Trattati come oggetti d'arte minore spesso sono stati abbandonati ad un futuro di incuria e oblio all'interno dei magazzini. Dopo ventanni di sforzi compiuti da diverse istituzioni e dai singoli professionisti del settore per promuovere la conservazione in situ senza stacco, gli archeologi hanno iniziato a rendersi conto solo negli anni novanta che staccare i mosaici comporta seri rischi non solo per la loro conservazione materiale, ma anche per la perdita di significato e per la distruzione del contesto archeologico di appartenenza. Conservare i mosaici in situ, come gli affreschi e le altre superfici decorate delle architetture originali è prima di tutto un problema etico e solo successivamente un problema tecnico. Dopo anni di sperimentazione di materiali e tecniche d'intervento si è finalmente giunti a sviluppare una metodologia d'intervento che riduce al minimo l'impatto sui materiali originali. Questa metodologia si avvale d'interventi di consolidamento con materiali a base di calce e soprattutto delle tecniche di conservazione preventiva e della manutenzione.
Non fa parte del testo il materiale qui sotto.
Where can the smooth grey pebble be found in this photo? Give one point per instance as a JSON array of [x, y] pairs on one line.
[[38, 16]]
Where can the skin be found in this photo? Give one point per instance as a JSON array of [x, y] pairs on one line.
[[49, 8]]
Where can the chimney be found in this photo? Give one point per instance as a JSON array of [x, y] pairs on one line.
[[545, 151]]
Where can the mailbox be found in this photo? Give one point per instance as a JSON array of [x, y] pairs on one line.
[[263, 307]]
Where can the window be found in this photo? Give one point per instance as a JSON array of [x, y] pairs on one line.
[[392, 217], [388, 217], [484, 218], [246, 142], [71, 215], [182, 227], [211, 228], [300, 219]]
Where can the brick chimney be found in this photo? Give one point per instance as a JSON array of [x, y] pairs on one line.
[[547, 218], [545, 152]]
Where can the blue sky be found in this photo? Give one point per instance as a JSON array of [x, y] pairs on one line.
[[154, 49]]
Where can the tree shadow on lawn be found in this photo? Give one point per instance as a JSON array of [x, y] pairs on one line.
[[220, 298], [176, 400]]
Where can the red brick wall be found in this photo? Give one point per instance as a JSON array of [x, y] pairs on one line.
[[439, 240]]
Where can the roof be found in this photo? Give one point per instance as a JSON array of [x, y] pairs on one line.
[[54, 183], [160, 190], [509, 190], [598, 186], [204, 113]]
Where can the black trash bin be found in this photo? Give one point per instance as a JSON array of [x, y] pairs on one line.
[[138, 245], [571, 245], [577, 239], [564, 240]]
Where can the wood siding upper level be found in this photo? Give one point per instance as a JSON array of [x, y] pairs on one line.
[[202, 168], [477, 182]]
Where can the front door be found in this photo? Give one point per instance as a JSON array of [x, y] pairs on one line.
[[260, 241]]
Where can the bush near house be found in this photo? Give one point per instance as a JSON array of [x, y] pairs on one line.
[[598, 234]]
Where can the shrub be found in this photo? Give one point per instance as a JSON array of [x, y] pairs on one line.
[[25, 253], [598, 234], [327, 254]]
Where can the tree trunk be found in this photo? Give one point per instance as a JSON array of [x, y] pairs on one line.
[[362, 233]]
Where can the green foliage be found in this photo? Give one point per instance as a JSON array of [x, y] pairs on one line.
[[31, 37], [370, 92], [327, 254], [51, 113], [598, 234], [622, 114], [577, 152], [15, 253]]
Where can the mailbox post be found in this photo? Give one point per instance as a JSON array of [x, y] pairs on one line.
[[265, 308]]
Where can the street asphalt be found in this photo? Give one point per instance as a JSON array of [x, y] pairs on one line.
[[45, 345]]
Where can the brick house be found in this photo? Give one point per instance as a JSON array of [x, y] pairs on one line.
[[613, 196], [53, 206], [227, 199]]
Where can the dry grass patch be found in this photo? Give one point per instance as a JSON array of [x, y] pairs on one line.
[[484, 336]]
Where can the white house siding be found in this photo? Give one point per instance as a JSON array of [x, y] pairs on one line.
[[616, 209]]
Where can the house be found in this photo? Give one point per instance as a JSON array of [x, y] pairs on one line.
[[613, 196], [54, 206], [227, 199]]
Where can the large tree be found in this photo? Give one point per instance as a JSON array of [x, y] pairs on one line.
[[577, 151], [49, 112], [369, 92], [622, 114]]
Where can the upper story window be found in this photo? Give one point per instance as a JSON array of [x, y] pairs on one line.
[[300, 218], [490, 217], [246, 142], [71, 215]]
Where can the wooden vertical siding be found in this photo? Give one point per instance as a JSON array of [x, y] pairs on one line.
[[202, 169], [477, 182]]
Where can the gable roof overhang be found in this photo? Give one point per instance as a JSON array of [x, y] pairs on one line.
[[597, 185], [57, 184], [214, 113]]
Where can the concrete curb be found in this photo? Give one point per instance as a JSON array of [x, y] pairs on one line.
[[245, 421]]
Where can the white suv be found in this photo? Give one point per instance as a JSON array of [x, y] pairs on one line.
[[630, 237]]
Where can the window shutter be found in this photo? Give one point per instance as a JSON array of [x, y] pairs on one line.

Il corso, della durata di sei settimane è stato sviluppato in collaborazione con il Laboratorio Centrale di Conservazione della Turchia di Istanbul. Nella prima settimana, a Istanbul, attraverso diversi contributi di archeologi e conservatori, insieme ai partecipanti del corso, sono stati affrontati i temi e le criticità legate alla conservazione in situ. Le settimane seguenti, nel corso delle quali si è lavorato a Side, sono state dedicate alla formazione tecnica sul campo, attraverso la conservazione effettiva di un mosaico policromo del V secolo d.C. nel sito archeologico di Side. I partecipanti, affiancati dai conservatori del CCA, hanno sperimentato direttamente le tecniche d'intervento, utilizzando materiali a base di calce. Nel corso dell'intervento sono state messe in pratica tutte le procedure che normalmente vengono applicate nella conservazione in situ: pianificazione, misure di conservazione preventiva, preparazione del cantiere, documentazione, trattamenti di consolidamento in profondità e delle tessere, pulitura, stuccatura, presentazione finale e report.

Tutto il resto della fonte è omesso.